Polite Response to A Rude Question

I've chosen not to invite a handful of relatives and family-friends to my ceremony -- people that my guests will assume have been invited. How do I handle the inevitable question of "Why isn't so-and-so here?". I need a polite way to thank the guest for attending and to let them know that guests who are not in attendance won't be discussed.

Re: Polite Response to A Rude Question

  • "It was a very difficult decision when FI and I created our guest list. Unfortunately, not everyone we wanted to share our special day with could fit on it."
  • If someone is rude enough to ask you why someone wasn't invited, just politely say "We weren't able to invite everyone due to budget/space constraints.  But we're so thankful you were able to celebrate with us!!"  Then switch the topic of conversation.
  • You both make a good point. Is there a way around a blatant lie, though?  They won't be invited simply because I don't want them there, and that's not a very gracious topic of conversation. It's hard to stand by the space/budget constraints when there will be guests who are more distant relatives as well as non-family members present. 
  • I guess I'd just be honest - "I wanted my closest family and friends here today, I'm so glad you could make it thank you!" then change the topic.  Also, this is an excellent reason why it is generally advisable to invite in circles - leaving aunt Martha out will make aunt Jane wonder why her sister wasn't invited.
  • I'm having the same issue! What I am planning on saying, for now (this may change) is "We wanted to keep things as intimate as possible, with our closest family and friends." 
    Don't worry about your second cousin Matilda being invited when your Uncle John isn't. If your second cousin Matilda is close to you, and has been there through the years, and Uncle John only shows up when there's free food and booze, then that makes them close family. Proximity on the family tree and emotional ties are two different things. 

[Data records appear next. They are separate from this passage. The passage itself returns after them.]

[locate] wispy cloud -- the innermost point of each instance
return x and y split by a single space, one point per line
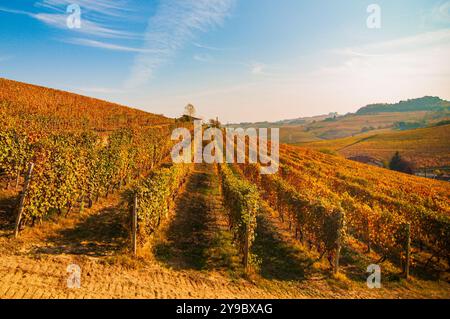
210 48
57 17
175 23
203 58
105 8
414 56
105 45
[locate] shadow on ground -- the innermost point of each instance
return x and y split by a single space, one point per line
7 214
279 259
101 234
186 240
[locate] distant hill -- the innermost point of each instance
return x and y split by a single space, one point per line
424 147
427 103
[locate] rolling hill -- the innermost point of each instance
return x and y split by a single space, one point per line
55 109
427 103
424 147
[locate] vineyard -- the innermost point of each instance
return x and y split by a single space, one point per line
79 176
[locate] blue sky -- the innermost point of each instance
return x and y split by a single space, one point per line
241 60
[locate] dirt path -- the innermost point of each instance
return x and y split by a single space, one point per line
194 257
197 236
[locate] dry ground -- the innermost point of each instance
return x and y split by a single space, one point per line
192 257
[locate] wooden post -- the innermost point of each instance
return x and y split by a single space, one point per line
246 249
408 249
22 199
17 179
134 228
338 244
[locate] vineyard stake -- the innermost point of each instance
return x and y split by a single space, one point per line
338 244
408 249
246 249
134 228
22 199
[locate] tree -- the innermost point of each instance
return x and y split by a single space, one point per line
398 164
189 110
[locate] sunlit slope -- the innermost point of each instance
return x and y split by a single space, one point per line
426 147
56 109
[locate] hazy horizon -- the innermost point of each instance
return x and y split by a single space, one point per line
243 61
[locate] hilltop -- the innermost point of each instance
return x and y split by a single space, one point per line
63 110
426 103
424 147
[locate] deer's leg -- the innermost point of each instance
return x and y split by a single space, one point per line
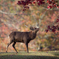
14 46
27 47
8 45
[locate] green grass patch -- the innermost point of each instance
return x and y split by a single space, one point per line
30 55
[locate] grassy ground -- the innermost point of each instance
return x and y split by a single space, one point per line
30 55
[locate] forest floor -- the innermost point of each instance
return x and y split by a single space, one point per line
30 55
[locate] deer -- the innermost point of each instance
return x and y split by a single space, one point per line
24 37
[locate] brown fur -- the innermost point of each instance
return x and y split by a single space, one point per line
24 37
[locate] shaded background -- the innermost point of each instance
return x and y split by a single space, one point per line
13 18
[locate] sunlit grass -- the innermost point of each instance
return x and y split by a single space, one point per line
30 55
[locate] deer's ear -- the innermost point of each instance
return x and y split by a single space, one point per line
31 28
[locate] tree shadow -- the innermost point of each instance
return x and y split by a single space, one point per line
26 57
16 56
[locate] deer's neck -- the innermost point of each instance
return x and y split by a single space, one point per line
32 35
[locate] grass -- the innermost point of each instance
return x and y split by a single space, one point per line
30 55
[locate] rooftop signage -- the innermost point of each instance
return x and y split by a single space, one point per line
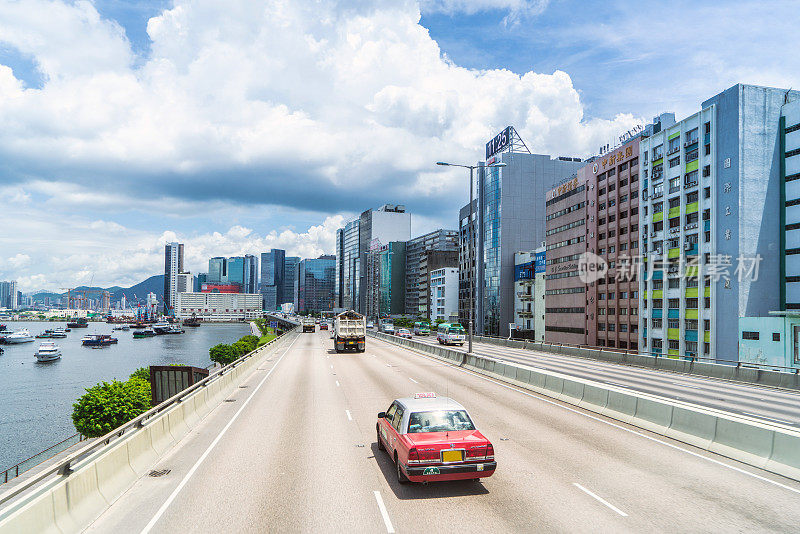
500 141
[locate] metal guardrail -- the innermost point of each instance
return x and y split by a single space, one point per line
29 463
64 467
738 364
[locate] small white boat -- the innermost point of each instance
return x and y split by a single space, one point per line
22 336
48 351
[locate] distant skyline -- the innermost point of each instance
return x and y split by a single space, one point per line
128 125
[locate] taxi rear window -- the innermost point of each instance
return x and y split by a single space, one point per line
439 421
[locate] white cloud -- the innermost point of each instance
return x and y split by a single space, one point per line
313 106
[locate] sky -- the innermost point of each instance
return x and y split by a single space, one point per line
239 126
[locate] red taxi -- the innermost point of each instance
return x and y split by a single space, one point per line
433 439
404 332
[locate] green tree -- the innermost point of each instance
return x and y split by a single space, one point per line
142 373
252 341
222 354
241 348
109 405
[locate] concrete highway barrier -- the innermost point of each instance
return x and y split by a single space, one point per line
773 447
741 373
70 502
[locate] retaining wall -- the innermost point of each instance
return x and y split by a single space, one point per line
789 380
70 503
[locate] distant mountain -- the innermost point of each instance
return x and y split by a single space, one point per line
154 284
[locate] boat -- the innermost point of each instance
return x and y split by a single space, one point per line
81 322
147 332
53 333
161 328
98 340
22 336
48 351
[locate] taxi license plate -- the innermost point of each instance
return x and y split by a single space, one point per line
452 456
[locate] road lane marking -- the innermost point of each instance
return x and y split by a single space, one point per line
384 513
600 499
609 423
202 458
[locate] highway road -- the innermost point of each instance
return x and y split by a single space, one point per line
295 450
770 404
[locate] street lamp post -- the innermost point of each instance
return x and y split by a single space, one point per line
471 242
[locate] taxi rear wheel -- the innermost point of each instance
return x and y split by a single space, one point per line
401 478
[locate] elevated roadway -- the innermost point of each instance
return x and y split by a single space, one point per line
295 450
768 403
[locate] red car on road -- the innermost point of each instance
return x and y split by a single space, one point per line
404 332
434 439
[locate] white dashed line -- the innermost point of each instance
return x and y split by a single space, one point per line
384 513
600 499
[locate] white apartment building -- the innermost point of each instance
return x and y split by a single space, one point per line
219 307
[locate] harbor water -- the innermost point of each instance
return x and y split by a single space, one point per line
36 398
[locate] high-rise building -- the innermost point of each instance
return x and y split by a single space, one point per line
467 250
14 296
529 287
173 264
290 280
235 268
316 284
388 292
185 283
612 233
354 245
443 294
250 274
378 227
710 185
272 272
5 294
511 217
217 270
565 293
432 260
437 240
348 269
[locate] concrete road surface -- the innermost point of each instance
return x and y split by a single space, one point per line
296 451
768 403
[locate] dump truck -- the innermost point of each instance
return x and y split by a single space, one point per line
308 324
349 332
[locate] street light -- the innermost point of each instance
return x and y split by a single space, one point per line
471 246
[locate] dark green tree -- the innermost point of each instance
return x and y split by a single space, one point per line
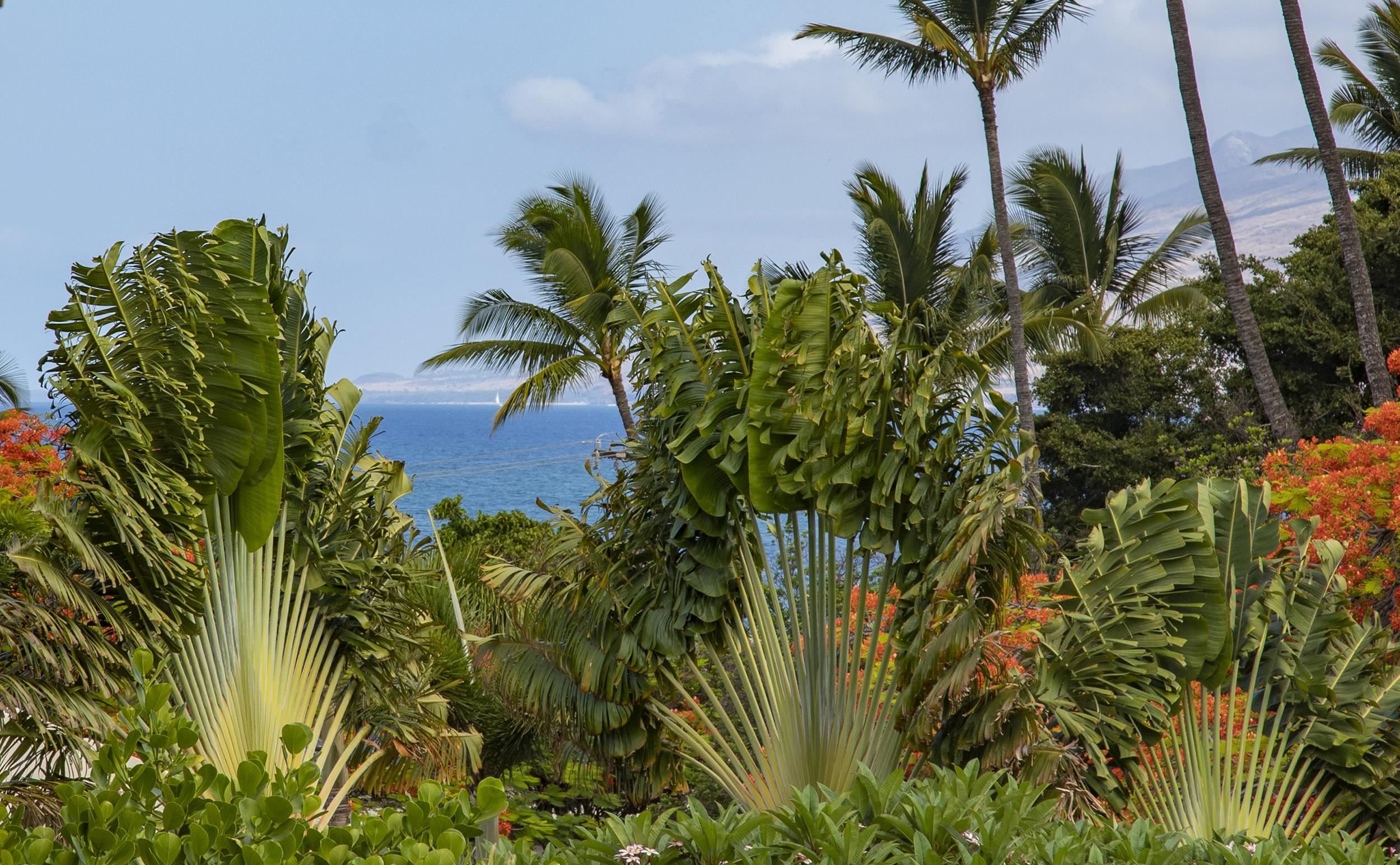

    I don't anticipate having to answer that question very often, if at all though. Its more of a "just in case", because my nearest and dearest already know that I am not close with certain members of my family, and the reasons why. Is it possible that this is the case for you as well?
  • I don't think it's a rude question. It may make you uncomfortable, but it's not necessarily rude. There is a difference between asking where someone is and asking why they aren't invited.

    If someone does ask why someone else isn't invited (which is rude), I would just change the subject.
  • I like the idea of saying something about "closest friends and family" as a way to compliment the asker and deflect the question. 

    Since "relatives" and "family" aren't always the same set of people, there are a few aunts and uncles that won't be invited for valid personal reasons (which don't need to be discussed with other guests, or on the day of my wedding, for that matter). 

    What I'm really dreading is the annoyance that I anticipate feeling when someone does tell me that I "should" or "have to" invite someone to my wedding who is offensive to me or my fiancé. I need to rehearse a calm and polite rebuttal that both ends the discussion and leaves me in a cheerful mood.